Skills demonstrated: Deep regression for computer vision | Implementing custom loss functions | The TensorFlow functional API | Training in the cloud | Generating synthetic data | Inferencing at the edge | Containerizing components

Languages and frameworks: Python | TensorFlow | Keras | ktrain | Bash | Docker

1.0 Introduction

2.0 System Overview

3.0 The Model

4.0 Generating Synthetic Images

5.0 Training the Model

6.0 Inferencing at the Edge

7.0 An End-to-End Example

Navigation, along with seamanship and collision avoidance, is one of the mariner's fundamental skills. Celestial methods were once the cornerstone of maritime and aeronautical navigation, but they have been almost entirely supplanted by electronic means—first by terrestrially-based systems like OMEGA [1] and LORAN [2], then by satellite-based systems like GPS [3], and then by mixed systems like differential GPS (DGPS) [4]. Unfortunately, electronic navigation is fragile both to budgetary pressure and to malicious acts [5][6]. Building and maintaining proficiency in celestial navigation is difficult, however, and a skilled navigator is still only able to fix a vessel's position a few times daily, weather permitting [7].

In current practice, marine celestial navigation requires:

• A clear view of the horizon. The navigator measures angles of elevation with a sextant using the horizon as a baseline.
• A clear view of celestial bodies. Two bodies are required to fix the vessel's position, but three are typically used in practice. Repeated observations of the sun can be combined to provided what is referred to as a running fix of a vessel's position.
• An accurate clock. Without a clock, a navigator can only compute the vessel's latitude.
• A dead reckoning plot on which the navigator estimates the ship's track.
• For manual computation, a number of volumes containing published tables.

An automated hybrid inertial-celestial navigation system for aircraft, referred to as astroinertial navigation, exists aboard high-end military aircraft and missile systems. These systems rely on catalogs of stars and an estimated position developed through integration of accelerometer data [8].
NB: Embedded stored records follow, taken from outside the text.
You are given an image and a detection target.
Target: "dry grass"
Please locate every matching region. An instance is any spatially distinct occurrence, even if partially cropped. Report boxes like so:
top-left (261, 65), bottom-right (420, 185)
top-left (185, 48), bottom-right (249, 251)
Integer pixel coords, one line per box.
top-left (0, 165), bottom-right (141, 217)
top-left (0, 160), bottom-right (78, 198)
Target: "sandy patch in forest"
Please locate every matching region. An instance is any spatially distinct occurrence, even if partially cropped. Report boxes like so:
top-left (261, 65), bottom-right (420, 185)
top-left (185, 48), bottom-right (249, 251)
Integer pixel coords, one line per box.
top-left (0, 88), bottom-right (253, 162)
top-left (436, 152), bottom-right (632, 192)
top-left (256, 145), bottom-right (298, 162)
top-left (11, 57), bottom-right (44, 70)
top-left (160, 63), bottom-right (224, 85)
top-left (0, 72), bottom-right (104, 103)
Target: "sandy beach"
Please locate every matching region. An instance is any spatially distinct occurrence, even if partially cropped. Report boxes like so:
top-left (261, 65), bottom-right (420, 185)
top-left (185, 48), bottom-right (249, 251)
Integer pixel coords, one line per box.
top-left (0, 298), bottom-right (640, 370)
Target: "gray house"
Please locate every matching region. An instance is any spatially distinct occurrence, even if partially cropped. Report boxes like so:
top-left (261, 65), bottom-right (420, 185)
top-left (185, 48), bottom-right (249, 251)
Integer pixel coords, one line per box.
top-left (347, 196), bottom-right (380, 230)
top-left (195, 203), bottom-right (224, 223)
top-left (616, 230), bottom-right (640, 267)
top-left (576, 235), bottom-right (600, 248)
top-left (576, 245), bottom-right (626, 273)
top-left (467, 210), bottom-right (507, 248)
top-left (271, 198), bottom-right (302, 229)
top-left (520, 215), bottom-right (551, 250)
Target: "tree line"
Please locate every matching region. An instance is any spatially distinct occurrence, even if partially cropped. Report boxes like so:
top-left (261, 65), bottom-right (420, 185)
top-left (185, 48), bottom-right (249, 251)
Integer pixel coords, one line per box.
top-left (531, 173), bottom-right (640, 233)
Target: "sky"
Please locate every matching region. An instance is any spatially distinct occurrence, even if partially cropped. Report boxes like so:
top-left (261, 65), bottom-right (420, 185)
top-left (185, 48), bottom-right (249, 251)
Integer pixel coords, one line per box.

We want to explore the possibility of applying deep learning to the task of automating celestial navigation. We entered this project wanting to answer the following questions:

• Can we demonstrate the possibility of a viable solution to marine celestial navigation by casting it as a deep regression problem?
• What is the minimum amount of information that we need to provide such a system? In particular, can we build a system that suggests—if it does not achieve—a viable solution that does not take an estimated position, as is computed in an astroinertial system or as is estimated by mariners through dead reckoning, as input?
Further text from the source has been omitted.